That was a beautiful article I read in a while. Thanks for sharing. I am going to keep Bruce Flatt’s name in my mind.


----------



## Moneytoo

humble_pie said:


> you'll note that the company is specifying "registered shareholders."
> 
> no company can control how brokers handle dividends for shares that are held in street. These days, nearly all shares are held at brokers in street form. Certainly RRSP shares in particular are always held by a broker as trustee, never by the beneficiary in registered form.
> 
> ...


Thank you, HP, for such a detailed reply!  I called Questrade this morning on the way to work, and the representative assured me that the USD dividends of any Canadian stock will be paid in USD in both our RRSPs (where we have Currency settlement set to "Currency of transaction") I recently bought MG for my husband and BPY.UN for myself, and just entered a limit order for BAM.A, so will be keeping an eye on them (but thank you for reminding me that I can just journal the interlisted stocks to USD if for whatever reason the dividends are converted!)

As for POT, I have it in my TFSA (where Currency settlement is set to "CAD" - as I didn't plan to have any USD holdings there) I'm pretty sure the dividends are converted to CAD at the spot rate without any additional charges, but I'll double-check with the next dividend. I have enough shares for a DRIP, so don't mind the conversion (especially at higher rates ) But with the other 3 stocks I won't have enough shares to DRIP them, so would rather collect dividends in USD - and reinvest in US ETFs...


----------



## londoncalling

I am with Questrade and originally bought POT in C$. After learning about the currency skimming for forex I journaled over to POT in US$. Every divvy since has been paid in US$ and the shares have never reverted. Just another example of how CMF has increased my returns because of the wisdom and advocacy of some great members.

Cheers


----------



## Moneytoo

londoncalling said:


> I am with Questrade and originally bought POT in C$. After learning about the currency skimming for forex I journaled over to POT in US$.


Maybe I'm blind, but I went trough my account activity - and don't see any currency skimming. Last dividend for example:

May 4, 2015

FX rate: $1.00 USD = $1.2092 CAD

Dividend reinvestment REI
POTASH CORP OF SASKATCHEWAN INC CANADIAN LISTED [email protected]$32.60 REC 04/13/15 PAY 05/04/15

It DRIPed 1 share for *$39.42* CAD which is exactly $32.60 x 1.2092. Market price of POT on that day in CAD was *$39.37* (in 'Balances and Positions"), but, as we know, stock prices fluctuate, so I wouldn't blame Questrade for not buying a share for 5 cents cheaper at the closing price 

Dividend itself also looks kosher, but is a bit off: 46.08 vs. 46.33 (it was paid on May 5th when FX Rate was lower, 1.2072)

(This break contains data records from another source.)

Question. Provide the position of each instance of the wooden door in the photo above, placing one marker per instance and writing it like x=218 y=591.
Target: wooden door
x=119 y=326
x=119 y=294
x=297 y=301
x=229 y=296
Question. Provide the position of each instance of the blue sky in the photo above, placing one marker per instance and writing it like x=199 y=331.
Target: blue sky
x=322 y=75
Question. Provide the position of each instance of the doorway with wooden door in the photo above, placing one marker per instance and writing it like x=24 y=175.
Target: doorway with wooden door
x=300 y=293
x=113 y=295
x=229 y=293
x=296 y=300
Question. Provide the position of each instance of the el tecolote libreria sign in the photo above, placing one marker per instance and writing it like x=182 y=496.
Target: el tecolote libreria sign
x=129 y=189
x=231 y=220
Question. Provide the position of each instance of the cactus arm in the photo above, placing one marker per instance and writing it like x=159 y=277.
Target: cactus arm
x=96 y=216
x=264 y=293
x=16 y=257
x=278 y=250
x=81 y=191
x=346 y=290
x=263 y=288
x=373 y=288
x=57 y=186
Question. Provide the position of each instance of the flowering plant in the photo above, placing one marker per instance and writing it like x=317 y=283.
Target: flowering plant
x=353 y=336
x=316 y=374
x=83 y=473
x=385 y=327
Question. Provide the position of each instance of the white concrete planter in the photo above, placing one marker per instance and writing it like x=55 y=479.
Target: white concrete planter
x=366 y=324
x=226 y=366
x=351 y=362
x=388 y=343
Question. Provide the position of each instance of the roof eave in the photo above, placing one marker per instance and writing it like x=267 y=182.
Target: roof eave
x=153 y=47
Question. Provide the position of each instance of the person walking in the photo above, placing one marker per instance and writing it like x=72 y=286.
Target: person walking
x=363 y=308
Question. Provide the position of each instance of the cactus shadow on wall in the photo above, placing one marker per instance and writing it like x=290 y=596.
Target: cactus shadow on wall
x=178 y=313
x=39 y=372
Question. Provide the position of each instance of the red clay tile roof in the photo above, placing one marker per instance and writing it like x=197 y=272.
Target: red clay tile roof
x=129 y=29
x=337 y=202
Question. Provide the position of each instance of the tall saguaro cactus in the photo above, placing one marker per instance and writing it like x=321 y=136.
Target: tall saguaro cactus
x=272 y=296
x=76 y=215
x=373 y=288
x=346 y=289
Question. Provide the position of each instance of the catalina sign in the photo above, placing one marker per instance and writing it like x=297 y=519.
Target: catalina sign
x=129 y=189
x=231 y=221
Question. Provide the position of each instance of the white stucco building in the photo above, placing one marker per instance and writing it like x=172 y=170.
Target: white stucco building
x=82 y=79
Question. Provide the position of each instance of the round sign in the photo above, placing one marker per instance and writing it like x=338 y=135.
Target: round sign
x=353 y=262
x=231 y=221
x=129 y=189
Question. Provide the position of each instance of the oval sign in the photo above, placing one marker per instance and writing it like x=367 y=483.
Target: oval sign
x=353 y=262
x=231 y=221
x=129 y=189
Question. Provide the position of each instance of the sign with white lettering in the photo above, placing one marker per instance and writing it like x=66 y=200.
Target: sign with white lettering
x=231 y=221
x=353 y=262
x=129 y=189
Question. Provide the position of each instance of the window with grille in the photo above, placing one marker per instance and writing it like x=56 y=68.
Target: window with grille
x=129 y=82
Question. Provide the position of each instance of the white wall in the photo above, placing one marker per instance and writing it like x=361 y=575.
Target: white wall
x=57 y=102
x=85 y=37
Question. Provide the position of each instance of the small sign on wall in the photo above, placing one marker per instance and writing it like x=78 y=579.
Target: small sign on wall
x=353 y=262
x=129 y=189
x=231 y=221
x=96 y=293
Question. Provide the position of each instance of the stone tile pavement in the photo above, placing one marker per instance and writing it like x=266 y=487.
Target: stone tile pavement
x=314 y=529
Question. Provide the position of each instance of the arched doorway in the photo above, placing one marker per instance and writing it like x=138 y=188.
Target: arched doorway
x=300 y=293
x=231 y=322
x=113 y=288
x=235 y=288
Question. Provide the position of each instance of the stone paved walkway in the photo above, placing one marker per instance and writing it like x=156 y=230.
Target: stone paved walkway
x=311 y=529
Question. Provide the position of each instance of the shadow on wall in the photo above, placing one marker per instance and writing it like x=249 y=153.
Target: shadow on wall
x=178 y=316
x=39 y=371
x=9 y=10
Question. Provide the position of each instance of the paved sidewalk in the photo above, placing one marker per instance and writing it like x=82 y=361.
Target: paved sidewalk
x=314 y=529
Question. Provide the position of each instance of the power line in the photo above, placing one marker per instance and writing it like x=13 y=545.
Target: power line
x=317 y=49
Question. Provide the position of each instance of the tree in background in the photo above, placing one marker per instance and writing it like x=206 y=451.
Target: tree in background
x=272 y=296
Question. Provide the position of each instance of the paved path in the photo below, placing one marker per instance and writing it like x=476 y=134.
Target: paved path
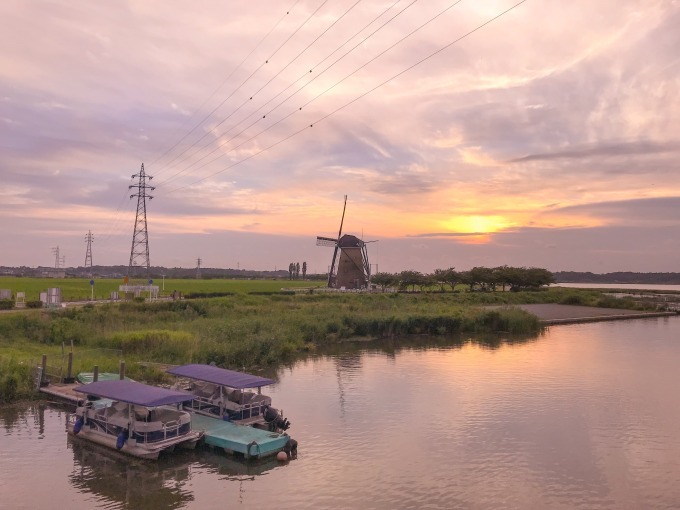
x=563 y=314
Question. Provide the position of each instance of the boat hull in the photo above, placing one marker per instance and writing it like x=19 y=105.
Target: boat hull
x=149 y=451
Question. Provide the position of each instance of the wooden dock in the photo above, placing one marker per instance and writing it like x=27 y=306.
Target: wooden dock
x=62 y=392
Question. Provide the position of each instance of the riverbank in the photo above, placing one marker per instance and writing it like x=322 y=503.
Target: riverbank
x=246 y=331
x=551 y=314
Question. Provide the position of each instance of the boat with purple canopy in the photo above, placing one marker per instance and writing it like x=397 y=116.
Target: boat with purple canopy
x=233 y=413
x=137 y=419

Upd. Now I see it lol If they charge 0.5% for conversion, then it adds up: 101 shares x 0.38 USD = 38.38 x 1.2072 = 46.33 - 0.5% = 46.09. But the same formula doesn't work for any of the three previous dividends (received vs expected: 43.86 vs 43.92, 39.33 vs 40.33, 37.52 vs 38.24)

Anyways, sorry for derailing the thread - I'll check the next POT dividend on July 31st (and hopefully my BAM.A order will get executed before then )


----------



## humble_pie

Moneytoo said:


> Dividend itself also looks kosher, but is a bit off: 46.08 vs. 46.33 (it was paid on May 5th when FX Rate was lower, 1.2072)
> 
> Upd. Now I see it lol If they charge 0.5% for conversion, then it adds up: 101 shares x 0.38 USD = 38.38 x 1.2072 = 46.33 - 0.5% = 46.09. But the same formula doesn't work for any of the three previous dividends (received vs expected: 43.86 vs 43.92, 39.33 vs 40.33, 37.52 vs 38.24)

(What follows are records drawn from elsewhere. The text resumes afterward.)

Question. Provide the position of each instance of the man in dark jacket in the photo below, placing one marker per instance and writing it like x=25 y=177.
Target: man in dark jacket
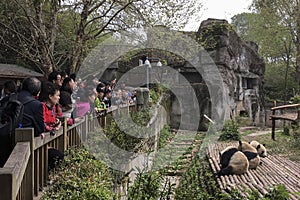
x=33 y=109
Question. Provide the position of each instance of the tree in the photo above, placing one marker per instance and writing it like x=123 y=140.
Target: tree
x=275 y=46
x=288 y=13
x=55 y=34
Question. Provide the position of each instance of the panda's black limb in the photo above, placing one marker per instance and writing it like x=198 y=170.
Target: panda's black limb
x=225 y=171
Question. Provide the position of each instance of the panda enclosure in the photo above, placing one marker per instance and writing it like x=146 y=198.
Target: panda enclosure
x=274 y=170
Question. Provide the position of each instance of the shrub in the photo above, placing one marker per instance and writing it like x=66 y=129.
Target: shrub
x=230 y=131
x=81 y=176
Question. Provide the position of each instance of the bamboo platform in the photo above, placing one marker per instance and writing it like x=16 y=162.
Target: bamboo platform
x=274 y=170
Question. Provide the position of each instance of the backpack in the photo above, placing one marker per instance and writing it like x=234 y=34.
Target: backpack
x=12 y=112
x=11 y=116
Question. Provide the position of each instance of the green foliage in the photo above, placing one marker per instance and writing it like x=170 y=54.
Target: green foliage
x=81 y=176
x=197 y=182
x=295 y=99
x=165 y=136
x=230 y=131
x=146 y=186
x=286 y=130
x=210 y=37
x=275 y=43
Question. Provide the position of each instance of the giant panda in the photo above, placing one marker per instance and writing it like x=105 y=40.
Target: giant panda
x=261 y=148
x=251 y=154
x=233 y=161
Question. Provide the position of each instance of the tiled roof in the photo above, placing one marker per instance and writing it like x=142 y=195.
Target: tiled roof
x=15 y=71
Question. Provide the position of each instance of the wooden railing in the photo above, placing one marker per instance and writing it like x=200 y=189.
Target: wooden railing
x=286 y=112
x=25 y=173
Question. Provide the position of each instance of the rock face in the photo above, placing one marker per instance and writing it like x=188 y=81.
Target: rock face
x=237 y=62
x=240 y=66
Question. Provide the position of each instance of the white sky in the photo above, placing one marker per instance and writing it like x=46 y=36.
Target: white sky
x=220 y=9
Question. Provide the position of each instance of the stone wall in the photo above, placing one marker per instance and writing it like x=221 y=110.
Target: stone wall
x=240 y=66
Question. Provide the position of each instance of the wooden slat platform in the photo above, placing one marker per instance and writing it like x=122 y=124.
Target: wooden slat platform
x=288 y=116
x=274 y=170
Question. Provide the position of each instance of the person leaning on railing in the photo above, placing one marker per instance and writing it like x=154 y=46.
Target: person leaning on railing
x=33 y=110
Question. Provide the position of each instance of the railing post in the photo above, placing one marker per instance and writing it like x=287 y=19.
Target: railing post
x=27 y=135
x=65 y=135
x=273 y=125
x=7 y=184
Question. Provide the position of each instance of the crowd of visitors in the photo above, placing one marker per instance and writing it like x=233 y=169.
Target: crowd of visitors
x=47 y=102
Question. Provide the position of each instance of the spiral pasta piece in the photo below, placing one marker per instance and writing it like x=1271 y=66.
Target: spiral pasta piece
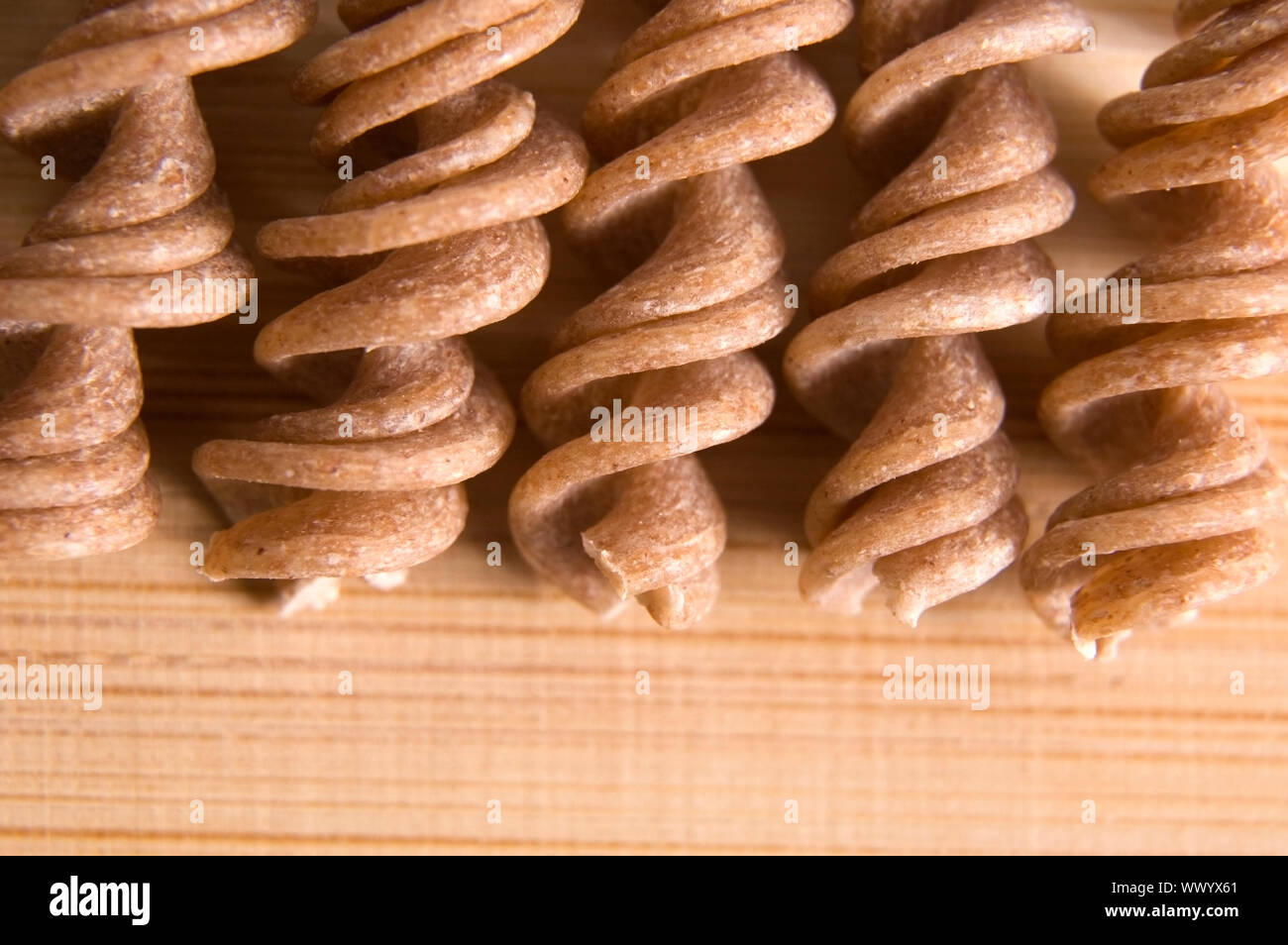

that divvy at 46.08/46.33 does look like it was FX'd at prevailing (ie profitable) broker rates, is that what you're saying?

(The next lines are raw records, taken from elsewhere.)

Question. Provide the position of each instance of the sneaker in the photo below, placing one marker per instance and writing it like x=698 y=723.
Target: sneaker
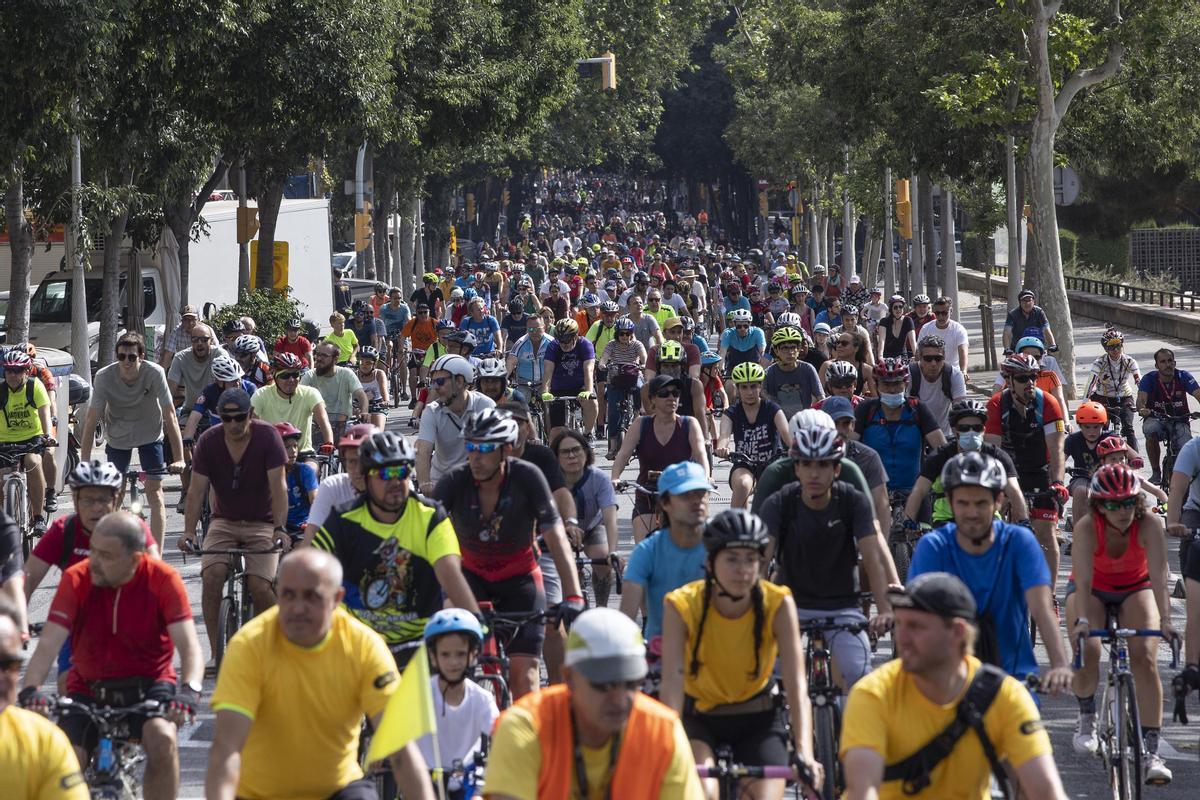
x=1157 y=774
x=1085 y=734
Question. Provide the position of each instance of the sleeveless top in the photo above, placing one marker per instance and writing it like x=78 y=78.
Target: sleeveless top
x=1125 y=572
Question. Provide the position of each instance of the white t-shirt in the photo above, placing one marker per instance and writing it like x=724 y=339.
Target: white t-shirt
x=459 y=726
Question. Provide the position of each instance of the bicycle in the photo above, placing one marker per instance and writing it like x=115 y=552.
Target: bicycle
x=1117 y=725
x=235 y=607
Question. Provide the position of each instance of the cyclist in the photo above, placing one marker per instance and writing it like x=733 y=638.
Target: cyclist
x=569 y=372
x=1119 y=558
x=133 y=400
x=309 y=649
x=498 y=505
x=820 y=528
x=759 y=429
x=597 y=729
x=1114 y=383
x=125 y=614
x=895 y=714
x=1029 y=425
x=718 y=657
x=25 y=414
x=1163 y=404
x=375 y=385
x=967 y=421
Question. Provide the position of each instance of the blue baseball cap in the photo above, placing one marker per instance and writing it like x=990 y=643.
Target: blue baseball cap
x=684 y=476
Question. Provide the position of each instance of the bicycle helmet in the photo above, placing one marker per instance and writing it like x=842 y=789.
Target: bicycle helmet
x=671 y=353
x=96 y=473
x=286 y=362
x=454 y=620
x=1019 y=364
x=841 y=371
x=490 y=426
x=893 y=368
x=455 y=365
x=1114 y=482
x=492 y=368
x=817 y=444
x=225 y=368
x=565 y=329
x=288 y=431
x=384 y=449
x=246 y=344
x=973 y=469
x=969 y=408
x=735 y=528
x=748 y=372
x=1030 y=341
x=786 y=335
x=1091 y=413
x=353 y=435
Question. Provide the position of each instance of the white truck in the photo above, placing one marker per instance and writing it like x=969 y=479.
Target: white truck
x=303 y=229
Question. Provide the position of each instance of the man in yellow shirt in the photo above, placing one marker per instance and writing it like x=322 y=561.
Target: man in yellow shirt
x=898 y=709
x=36 y=759
x=298 y=680
x=629 y=746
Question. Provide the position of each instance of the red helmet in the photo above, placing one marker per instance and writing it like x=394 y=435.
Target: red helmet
x=1114 y=482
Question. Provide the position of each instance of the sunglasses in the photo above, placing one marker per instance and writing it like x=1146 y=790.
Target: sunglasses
x=395 y=473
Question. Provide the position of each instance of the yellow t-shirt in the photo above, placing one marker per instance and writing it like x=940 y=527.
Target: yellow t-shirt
x=726 y=647
x=19 y=420
x=36 y=761
x=888 y=714
x=515 y=762
x=306 y=704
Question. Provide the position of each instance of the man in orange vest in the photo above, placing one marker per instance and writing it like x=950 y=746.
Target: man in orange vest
x=595 y=735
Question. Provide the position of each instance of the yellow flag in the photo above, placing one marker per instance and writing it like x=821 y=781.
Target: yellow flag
x=409 y=713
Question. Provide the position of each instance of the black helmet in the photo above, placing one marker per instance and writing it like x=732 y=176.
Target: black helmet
x=973 y=469
x=735 y=528
x=385 y=449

in general, with respect to USD dividends, brokers have recently begun acting more transparently & more fairly in registered accounts, although not yet in non-registered. Presumably as trustees for reg'd accounts, brokers weere badgered by the IIROC.

questrade seems to be a special case, since its mainframe was custom-built, not leased, & they do seem to change their practices frequently, which is what one would expect from a small, privately-held, entrepreneurial firm that is able to move nimbly, unlike the lumbering bank-owned dinosaurs.

(not that you asked mToo, but hairline broker/bank of canada differences in converted dividend amounts occur because the actual spot rate varies every 60 seconds, whereas the BOC rate is usually the picture fixed at noon each day) (thus it's possible, at a broker using spot, to obtain an FX rate that's even better than the BOC noon rate for the same day)

in any event, if both moneyToo & londoncalling are monitoring questrade FX conversion rates, then cmf forum can rest assured that every single decimal place will be scrutinized, dissected & accounted for each:


----------



## HaroldCrump

I can continue to attest that Scotia iTrade is still converting dividends in CAD RRSP A/Cs at BOC rates as of the dividend payment date.
Not sure about non-registered accounts.

Questrade is converting CAD to USD using BOC closing rate + 1.99% markup.
I have verified this a couple of times recently and their conversion was accurate right down to the cent.


----------



## zylon

> Brookfield Asset Management (NYSE:BAM) is off more than 20% since hitting its high point for the year in April.
> It's ahead 2.5% in early action amid a strong broad market opening and an upgrade to Outperform from BMO Capital.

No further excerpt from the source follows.